The build is referenced by a comment in x86/mm/numa.c under init_memory_less_node()
"All zonelists will be built later in start_kernel() after per cpu areas are initialized"

build_zonelists() does the expected building based on SLIT distances.

> 
> > > > Linux will create a small amount of infrastructure to reflect them (more or
> > > > less the same as a memoryless node) and also they will appear in places
> > > > like access0 as a possible initiator of transactions.  It's small stuff,
> > > > but I'd rather the impact on legacy was zero.  
> > >
> > > I'm failing to see that small collision as fatal to the proposal. The
> > > HMAT parsing had a significant bug for multiple kernel releases and no
> > > one noticed. This quirk is minor in comparison.  
> >
> > True, there is a lag in HMAT adoption - though for ACPI tables, not that long
> > (only a couple of years :)
> >  
> > >  
> > > >
> > > > So my gut feeling here is we shouldn't reuse the generic initiator, but
> > > > should invent something new.  Would look similar to GI, but with a different
> > > > ID - to ensure legacy OS ignores it.  
> > >
> > > A new id introduces more problems than it solves. Set aside the ACPICA
> > > thrash, it does not allow a clean identity mapping of a point in a
> > > system topology being both initiator and target. The SRAT does not
> > > need more data structures to convey this information. At most I would
> > > advocate for an OSC bit for the OS to opt into allowing this new usage
> > > in the HMAT, but that still feels like overkill absent a clear
> > > regression in legacy environments.  
> >
> > OSC for this case doesn't work. You can't necessarily evaluate it
> > early enough in the boot - in Linux the node setup is before AML parsing
> > comes up.  HMAT is evaluated a lot later, but SRAT is too early.  + in theory
> > another OS is allowed to evaluate HMAT before OSC is available.  
> 
> The Linux node setup for online memory is before OSC parsing, but
> there's nothing to "online" with a GI/GT entry. Also, if this was a
> problem, it would already be impacting the OS today because this
> proposal only changes HMAT, not SRAT.

It is not just changing HMAT - you've just redefined the meaning of a GI
which is an entry in SRAT.  So there may be impacts in early boot..
None of them are fatal as far as I can see, but they are undesirable
(in the sense that they are pointless for this new use).
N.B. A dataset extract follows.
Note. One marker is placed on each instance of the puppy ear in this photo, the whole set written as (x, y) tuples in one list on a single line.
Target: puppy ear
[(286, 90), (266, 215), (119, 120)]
> Lastly there *is* an OSC bit for
> GI, so either that's vestigial and needs to be removed, or OSC is
> relevant for this case.

No. The GI OSC bit has a very specific purpose and is absolutely necessary.

It's not about presenting GI in SRAT.  We can always present GI in SRAT
irrespective of whether the OS has a clue what it is because an OS is guaranteed
to not take any notice of entries it doesn't understand. (anything else is
just a bug). Note that in this proposal the issue is the OS 'thinks' it understands
the node, but is wrong...

The GI OSC is to allow DSDT _PXM entries to be modified (which are AML obviously
so can be modified based on _OSC).  Thus if we don't support GI we can move
the apparent location of the initiator to the best node of a type we do support.
(it also worked around Linux crashing if you supplied a _PXM for a proximity
 domain it didn't now about).

Similar case doesn't apply here because what we'd need to modify if the OS
didn't understand this new usecase would be static tables, not AML.

> 
> >  
> > > The fact that hardly anyone is
> > > using HMAT (as indicated by the bug I mentioned) gives me confidence
> > > that perfection is more "enemy of the good" than required here.  
> >
> > How about taking this another way
> >
> > 1) Assume that the costs of 'false' GI nodes on legacy system as a result
> >    of this is minor - so just live with it.  (probably true, but as ever
> >    need to confirm with other OS)
> >
> > 2) Try to remove the cost of pointless infrastructure on 'aware' kernels.
> >    Add a flag to the GI entry to say it's a bridge and not expected to,
> >    in of itself, represent an initiator or a target.
> >    In Linux we then don't create the node intrastructure etc or assign
> >    any devices to have the non existent NUMA node.
> >
> > The information is still there to combine with device info (CDAT) etc
> > and build what we eventually want in the way of a representation of
> > the topology that Linux can use.
> >
> > Now we just have the 'small' problem of figuring out how actually implement
> > hotplugging of NUMA nodes.  
> 
> I think it's tiny. Just pad the "possible" nodes past what SRAT enumerates.

Maybe, not tried it yet.  Neither _HMA nor _SLI have ever been implemented
in Linux (as far as I know) which are the ACPI equivalents of the updates
we need to make on such a hotplug.  Might not be too bad, but needs some prototyping
fun once we get the emulation up and running to provide all the info needed
+ changes like you have here to fill in the gaps.

Jonathan